I want to go back to this idea
of doing things because they're beautiful.
It always struck me that you've got many different
reasons that you do research. Part of the reason that you do research and you try to tackle really,
really, really hard problems is because it's almost like exercise, right? You just need to
be in the habit of doing that so that when the moment comes, and you may not even realize when the moment has
arrived, but like when it does arrive, that you will be prepared to like actually throw your full
mind and energy at a thing and have a higher chance of being able to solve the problem.

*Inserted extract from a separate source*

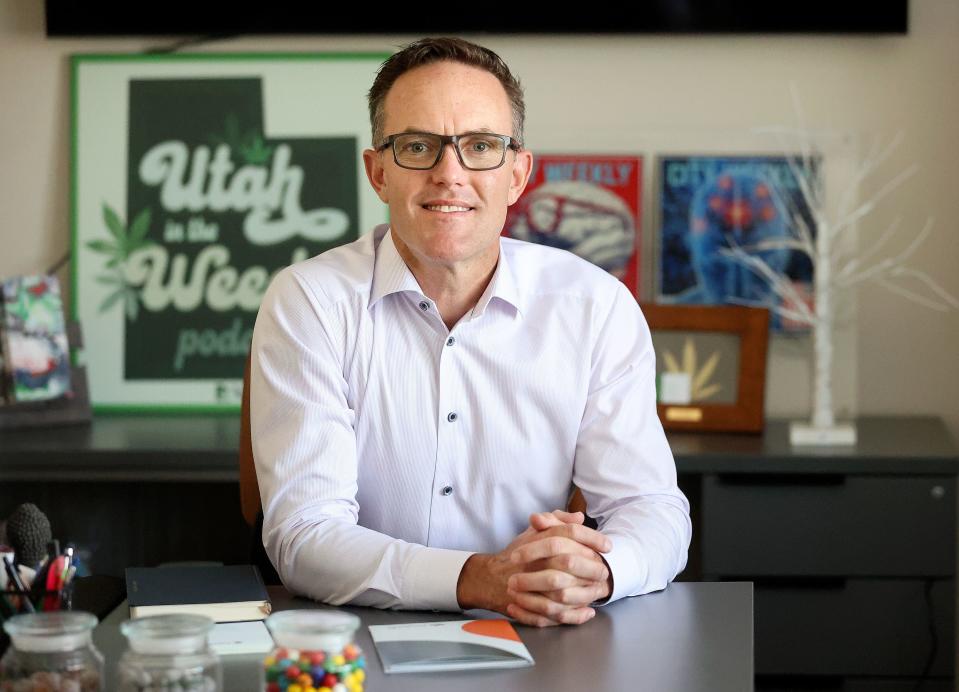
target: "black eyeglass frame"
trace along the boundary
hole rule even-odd
[[[421,167],[414,167],[414,166],[404,166],[402,163],[400,163],[399,157],[396,155],[396,147],[394,145],[398,138],[407,137],[409,135],[426,135],[428,137],[437,137],[440,140],[439,149],[437,149],[436,151],[436,159],[433,161],[432,164],[430,164],[429,166],[426,166],[425,168],[421,168]],[[463,160],[463,152],[460,151],[459,140],[462,137],[473,137],[476,135],[498,137],[503,140],[503,143],[505,144],[505,146],[503,147],[503,158],[500,159],[500,162],[498,164],[496,164],[495,166],[488,166],[486,168],[473,168],[471,166],[466,165],[466,162]],[[380,152],[386,149],[387,147],[390,147],[393,150],[393,161],[400,168],[405,168],[408,171],[428,171],[431,168],[434,168],[436,164],[440,162],[440,159],[443,158],[443,152],[446,151],[447,144],[453,145],[453,151],[456,152],[456,158],[459,160],[460,165],[468,171],[494,171],[497,168],[502,167],[502,165],[506,163],[507,150],[512,149],[513,151],[520,151],[523,148],[522,143],[519,142],[514,137],[511,137],[509,135],[496,134],[495,132],[464,132],[463,134],[459,134],[459,135],[440,135],[440,134],[436,134],[435,132],[398,132],[395,135],[387,136],[386,141],[383,142],[383,144],[381,144],[380,146],[376,147],[376,151]]]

I mean, another reason I've always thought that working on these hard problems is important is just solving them gives us a catalog of things to draw upon,
even if it's not immediately obvious what they're useful for.
And what we do know from the world that we live in is every thing that we have
like a mRNA vaccine or an AI-powered coding assistant,
or pick your thing that you think is a really interesting achievement.
We have it because it's a layering of all of these discoveries
and accomplishments and abstractions and tools.
And no one, when they were thinking about the part of the problem that they were solving,
they were not imagining this thing that came out in the end. And so, I don't know,
maybe there are other things as well, but I think working on beautiful problems, hard problems,
has a lot of value, even if it's not immediately obvious to everyone else why it's
important. Yeah, I've always wondered if there's a part of our brains that is like our muscles,
that if we don't work them out all the time, they kind of atrophy. But one other thought that
your comments triggered is actually 100 years ago this year in 1921, a guy named
Abraham Fluxner wrote an essay. He was writing it to the board of the Rockefeller Foundation,
trying to explain exactly your point, you know, that people work on really hard problems just
to satisfy their curiosity. And lo and behold, more often,
way more often than you would expect, that new knowledge ends up being really important.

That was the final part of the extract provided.